Now git says that some files that it is tracking have been modified. But what if you don't remember what you have actually done after the last commit? Here comes git diff to the rescue! Check the changes after the last commit (or the last time that you have staged files) with:

>> git diff
diff --git a/README.md b/README.md
index bc64684..d0f4993 100644
--- a/README.md
+++ b/README.md
@@ -1,2 +1,2 @@
 # MyProject
-This is MyProject
+This is MyProject. There are many like it but this one is mine.
diff --git a/hello.py b/hello.py
index ea7235e..0aa0fc8 100644
--- a/hello.py
+++ b/hello.py
@@ -1,5 +1,5 @@
 def main():
-    print("Hello World!")
+    print("Greetings, Internet!")

 if __name__ == "__main__":
     main()

You can navigate the diff in the same way as the git log with the j and k or the arrow keys but ours is probably so short that it fits without the need to scroll. Again, exit with q.

Every line that has been changed is shown here. The lines marked with minus signs and red color are the original versions that will be removed and those with the plus sign and green color are the ones that will be replacing the old content or added.

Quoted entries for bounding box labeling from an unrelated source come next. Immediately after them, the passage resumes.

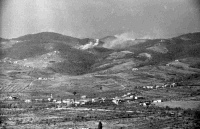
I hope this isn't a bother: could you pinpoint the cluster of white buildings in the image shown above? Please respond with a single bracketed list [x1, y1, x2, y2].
[142, 82, 177, 89]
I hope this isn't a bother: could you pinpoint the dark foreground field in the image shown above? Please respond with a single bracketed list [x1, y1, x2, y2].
[0, 32, 200, 129]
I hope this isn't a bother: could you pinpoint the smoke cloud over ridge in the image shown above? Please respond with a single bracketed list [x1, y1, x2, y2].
[0, 0, 200, 40]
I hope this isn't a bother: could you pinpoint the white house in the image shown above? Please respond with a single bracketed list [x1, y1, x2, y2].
[153, 99, 162, 103]
[24, 99, 31, 103]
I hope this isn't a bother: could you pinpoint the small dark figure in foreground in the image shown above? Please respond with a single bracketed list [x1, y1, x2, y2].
[98, 121, 103, 129]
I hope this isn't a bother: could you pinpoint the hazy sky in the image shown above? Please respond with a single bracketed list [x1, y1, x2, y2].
[0, 0, 200, 38]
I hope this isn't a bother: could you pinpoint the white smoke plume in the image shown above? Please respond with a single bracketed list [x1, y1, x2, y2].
[103, 32, 152, 49]
[80, 39, 99, 50]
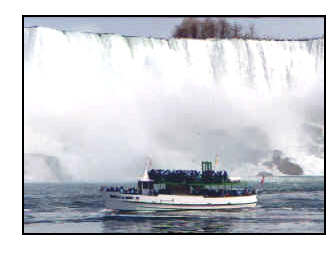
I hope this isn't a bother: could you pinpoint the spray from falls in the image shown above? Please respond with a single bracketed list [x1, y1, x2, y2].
[24, 28, 324, 181]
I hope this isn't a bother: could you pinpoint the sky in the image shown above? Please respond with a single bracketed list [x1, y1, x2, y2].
[24, 17, 324, 39]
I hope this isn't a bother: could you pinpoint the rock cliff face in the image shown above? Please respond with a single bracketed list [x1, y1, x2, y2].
[24, 153, 71, 182]
[264, 150, 304, 176]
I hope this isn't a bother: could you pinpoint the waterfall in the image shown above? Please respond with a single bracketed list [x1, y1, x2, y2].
[24, 27, 324, 181]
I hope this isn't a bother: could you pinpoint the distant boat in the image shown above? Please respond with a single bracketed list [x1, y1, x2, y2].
[256, 171, 273, 177]
[101, 161, 257, 211]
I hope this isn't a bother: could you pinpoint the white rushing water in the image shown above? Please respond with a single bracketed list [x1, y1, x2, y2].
[24, 28, 324, 181]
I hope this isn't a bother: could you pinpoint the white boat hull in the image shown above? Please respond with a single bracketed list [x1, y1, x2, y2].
[102, 192, 257, 211]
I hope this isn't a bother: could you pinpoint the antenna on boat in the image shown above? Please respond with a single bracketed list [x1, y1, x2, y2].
[215, 154, 219, 171]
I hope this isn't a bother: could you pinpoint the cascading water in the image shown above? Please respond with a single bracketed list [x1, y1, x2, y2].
[24, 27, 324, 181]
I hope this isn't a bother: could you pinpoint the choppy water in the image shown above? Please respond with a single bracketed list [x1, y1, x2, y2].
[24, 177, 325, 233]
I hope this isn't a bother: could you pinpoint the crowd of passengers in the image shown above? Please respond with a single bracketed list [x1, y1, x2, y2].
[100, 186, 256, 197]
[148, 169, 229, 183]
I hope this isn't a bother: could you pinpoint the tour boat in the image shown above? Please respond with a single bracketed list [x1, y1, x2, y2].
[100, 161, 257, 212]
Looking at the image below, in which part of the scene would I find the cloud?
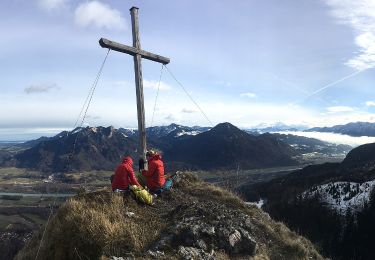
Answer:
[326,106,355,114]
[143,79,172,90]
[164,114,178,122]
[323,0,375,70]
[181,108,198,114]
[38,0,69,12]
[240,92,258,98]
[215,81,232,87]
[365,101,375,107]
[75,1,127,31]
[24,84,60,94]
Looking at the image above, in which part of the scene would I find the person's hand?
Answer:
[138,158,145,171]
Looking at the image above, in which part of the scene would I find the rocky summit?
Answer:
[15,173,323,260]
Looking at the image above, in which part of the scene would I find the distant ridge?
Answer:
[305,122,375,137]
[8,123,297,172]
[165,123,297,169]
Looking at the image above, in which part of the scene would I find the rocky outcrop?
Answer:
[16,174,323,260]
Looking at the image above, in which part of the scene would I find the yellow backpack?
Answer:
[129,185,154,205]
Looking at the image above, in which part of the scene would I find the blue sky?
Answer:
[0,0,375,140]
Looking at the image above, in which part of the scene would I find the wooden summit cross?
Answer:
[99,7,170,161]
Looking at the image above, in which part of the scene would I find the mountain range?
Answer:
[240,143,375,259]
[5,123,296,172]
[0,123,351,172]
[305,122,375,136]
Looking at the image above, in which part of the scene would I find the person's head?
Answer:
[146,150,160,160]
[122,155,133,165]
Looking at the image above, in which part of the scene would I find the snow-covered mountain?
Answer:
[119,124,211,138]
[302,180,375,215]
[250,122,308,133]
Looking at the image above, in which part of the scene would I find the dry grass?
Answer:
[17,191,163,259]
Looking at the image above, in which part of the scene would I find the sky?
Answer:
[0,0,375,141]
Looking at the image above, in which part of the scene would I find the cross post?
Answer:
[99,7,170,161]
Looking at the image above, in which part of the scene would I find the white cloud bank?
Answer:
[24,84,59,94]
[326,106,355,114]
[279,131,375,147]
[365,101,375,107]
[240,92,258,98]
[143,79,172,90]
[323,0,375,70]
[38,0,69,12]
[74,1,127,31]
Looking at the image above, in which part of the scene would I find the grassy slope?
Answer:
[16,175,323,260]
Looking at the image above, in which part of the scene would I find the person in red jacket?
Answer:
[141,150,165,191]
[112,156,142,191]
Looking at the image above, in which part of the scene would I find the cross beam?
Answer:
[99,7,170,160]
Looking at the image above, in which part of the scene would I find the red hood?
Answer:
[122,156,133,166]
[151,154,161,160]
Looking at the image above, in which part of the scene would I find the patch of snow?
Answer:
[302,180,375,214]
[175,130,201,137]
[70,127,83,134]
[245,198,265,209]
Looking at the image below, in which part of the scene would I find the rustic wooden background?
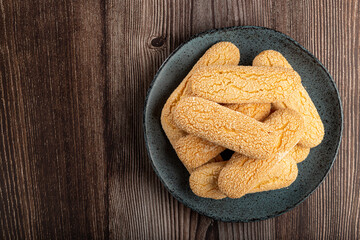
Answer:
[0,0,360,239]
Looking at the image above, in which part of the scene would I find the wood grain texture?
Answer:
[0,0,360,239]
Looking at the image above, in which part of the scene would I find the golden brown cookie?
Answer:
[253,50,324,148]
[218,109,304,198]
[190,66,301,103]
[174,103,271,173]
[288,144,310,163]
[174,97,274,159]
[161,42,240,145]
[189,161,226,199]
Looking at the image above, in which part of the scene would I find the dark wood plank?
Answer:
[107,0,359,239]
[0,0,360,239]
[0,1,107,239]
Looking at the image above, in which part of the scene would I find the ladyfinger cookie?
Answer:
[189,161,226,199]
[218,109,304,198]
[189,153,298,199]
[225,153,298,193]
[288,144,310,163]
[174,103,271,173]
[190,66,301,103]
[248,154,298,193]
[224,103,271,122]
[161,42,240,145]
[174,97,274,159]
[253,50,324,148]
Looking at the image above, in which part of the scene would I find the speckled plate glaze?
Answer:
[144,26,343,222]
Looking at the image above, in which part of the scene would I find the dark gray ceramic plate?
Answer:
[144,26,342,222]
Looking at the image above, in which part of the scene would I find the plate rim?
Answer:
[142,25,344,223]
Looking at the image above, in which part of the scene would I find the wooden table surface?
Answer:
[0,0,360,239]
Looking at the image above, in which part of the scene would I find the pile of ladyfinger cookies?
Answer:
[161,42,324,199]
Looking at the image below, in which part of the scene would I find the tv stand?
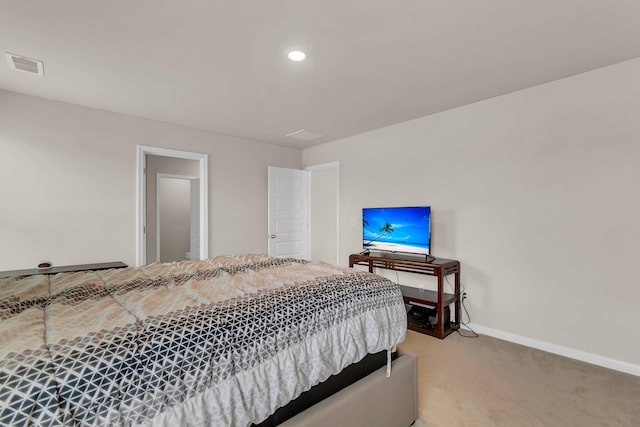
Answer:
[349,253,461,339]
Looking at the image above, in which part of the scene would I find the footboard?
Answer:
[281,354,418,427]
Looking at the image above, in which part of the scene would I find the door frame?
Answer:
[136,145,209,266]
[304,161,340,265]
[155,172,198,261]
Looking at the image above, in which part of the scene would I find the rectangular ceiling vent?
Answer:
[285,129,324,141]
[4,52,44,76]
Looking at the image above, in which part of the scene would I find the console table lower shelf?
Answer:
[399,285,460,338]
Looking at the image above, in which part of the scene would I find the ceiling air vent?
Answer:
[285,129,324,141]
[4,52,44,76]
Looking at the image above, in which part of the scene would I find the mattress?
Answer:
[0,255,406,426]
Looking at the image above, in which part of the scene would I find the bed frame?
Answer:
[280,354,418,427]
[0,262,418,427]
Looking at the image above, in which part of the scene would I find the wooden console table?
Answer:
[349,253,461,339]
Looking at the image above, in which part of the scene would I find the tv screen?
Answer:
[362,206,431,255]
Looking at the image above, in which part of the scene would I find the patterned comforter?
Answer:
[0,255,406,426]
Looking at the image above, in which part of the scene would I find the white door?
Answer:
[269,166,309,259]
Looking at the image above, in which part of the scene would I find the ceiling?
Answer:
[0,0,640,148]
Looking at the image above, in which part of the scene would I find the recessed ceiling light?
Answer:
[287,50,307,62]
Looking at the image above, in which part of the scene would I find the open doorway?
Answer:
[136,145,208,265]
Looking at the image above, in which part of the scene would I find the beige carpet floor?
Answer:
[398,331,640,427]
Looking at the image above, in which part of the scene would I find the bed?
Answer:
[0,255,416,426]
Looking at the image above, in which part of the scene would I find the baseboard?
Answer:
[463,324,640,377]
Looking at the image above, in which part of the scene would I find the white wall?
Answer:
[304,59,640,372]
[0,91,302,270]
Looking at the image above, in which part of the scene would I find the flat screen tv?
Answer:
[362,206,431,255]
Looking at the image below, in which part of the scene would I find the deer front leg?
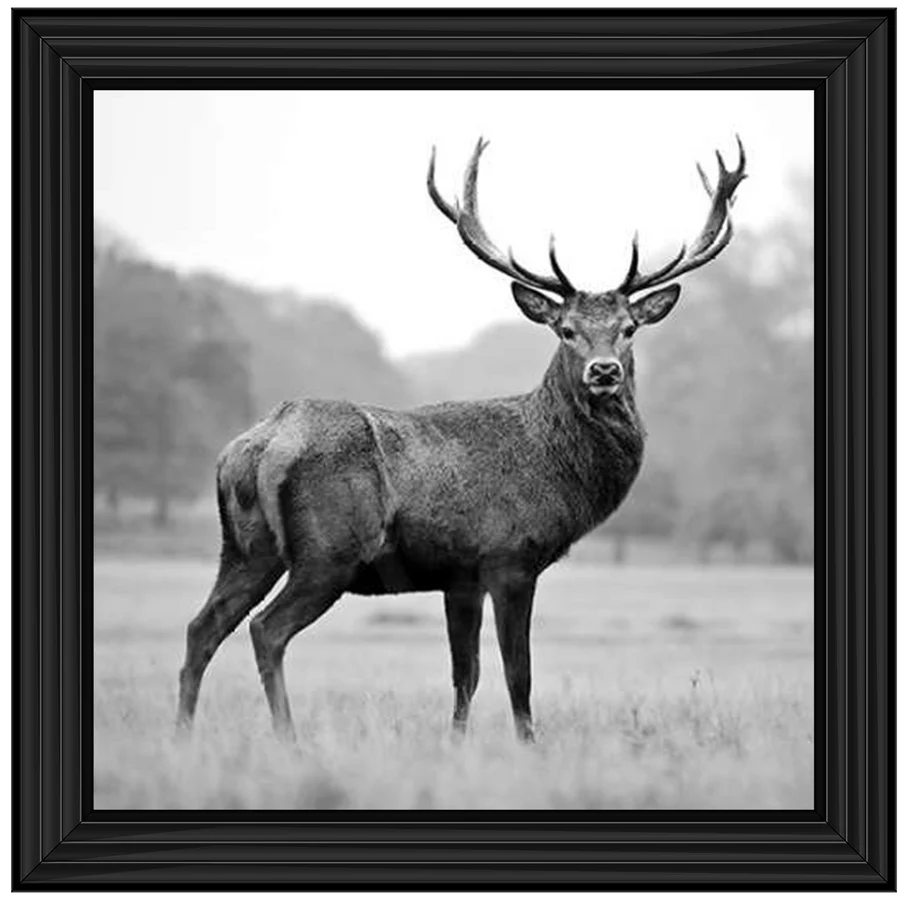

The git diff marks the inner workings of Git quite well. The Git repository contains each and every state it has been in (single commits) but the commits only tell what has changed since the previous commit. Therefore the repository doesn't store snapshots of everything but only the changes that are required to change from one state to the other.

Try adding both of the files to the staging area with git add . but don't commit yet. Instead call git diff again:

>> git add .
>> git diff

The diff is empty because all the changes have been staged.

Unstaging files

Hopefully you weren't too eager to commit the changes yet. Let's say that after some thinking we thought that the changes that we made to the files aren't actually meaningful together so we want two separate commits. But we already added them to the staging area! How can we unstage the other file?!

Checking the Git status helps us here:

>> git status
On branch master
Changes to be committed:
  (use "git reset HEAD <file>..." to unstage)

	modified:   README.md
	modified:   hello.py

The status message actually tells us what to do:

>> git reset HEAD README.md
Unstaged changes after reset:
M	README.md

Now the status is:

>> git status
On branch master
Changes to be committed:
  (use "git reset HEAD <file>..." to unstage)

        modified:   hello.py

Changes not staged for commit:
  (use "git add <file>..." to update what will be committed)
  (use "git checkout -- <file>..." to discard changes in working directory)

        modified:   README.md

Now Git says clearly that only the hello.py file is to be committed. Create a new commit:

>> git commit -m "Change the greeting"
[master 98dcc14] Change the greeting
 1 file changed, 1 insertion(+), 1 deletion(-)

Next create a commit for the readme file:

>> git add README.md
>> git commit -m "Update README"
[master dfd6995] Update README
 1 file changed, 1 insertion(+), 1 deletion(-)

If you use git log you should now see four commits.

Remote repositories

Now having the content of the repository restricted to your own machine isn't that fun, right? Wouldn't it be nice to be able to collaborate with other people over the internet? Luckily there are many services that let you host your own Git repositories for free.

One of those services is called GitHub and to many it might even be synonymous with Git. Actually the reason that I didn't start by creating a repository on GitHub was to show to you that Git and GitHub are separate things. To continue with this tutorial now you need to head over to GitHub and create an account if you haven't done so already.

After logging in to your account create a new repository by clicking the “New” button next to your repositories list on the front page. Give it a descriptive name but don't check the “Initialize this repository with a README” because we have an existing repository that we want to use. Click “Create repository”.

GitHub now gives you the instructions to push an existing repository (use the url of your own repo):

>> git remote add origin https://github.com/jannekem/myproject.git
>> git push -u origin master
Enumerating objects: 12, done.
Counting objects: 100% (12/12), done.
Delta compression using up to 8 threads
Compressing objects: 100% (10/10), done.
Writing objects: 100% (12/12), 1.20 KiB | 1.20 MiB/s, done.
Total 12 (delta 0), reused 0 (delta 0)
To https://github.com/jannekem/myproject.git
 * [new branch]      master -> master
Branch 'master' set up to track remote branch 'master' from 'origin'.

This sets the GitHub repository as the origin and pushes the content over to the GitHub servers. The -u origin master sets the GitHub repository as the default value when pushing or pulling changes and master is the name of the branch. We will talk more about branches soon.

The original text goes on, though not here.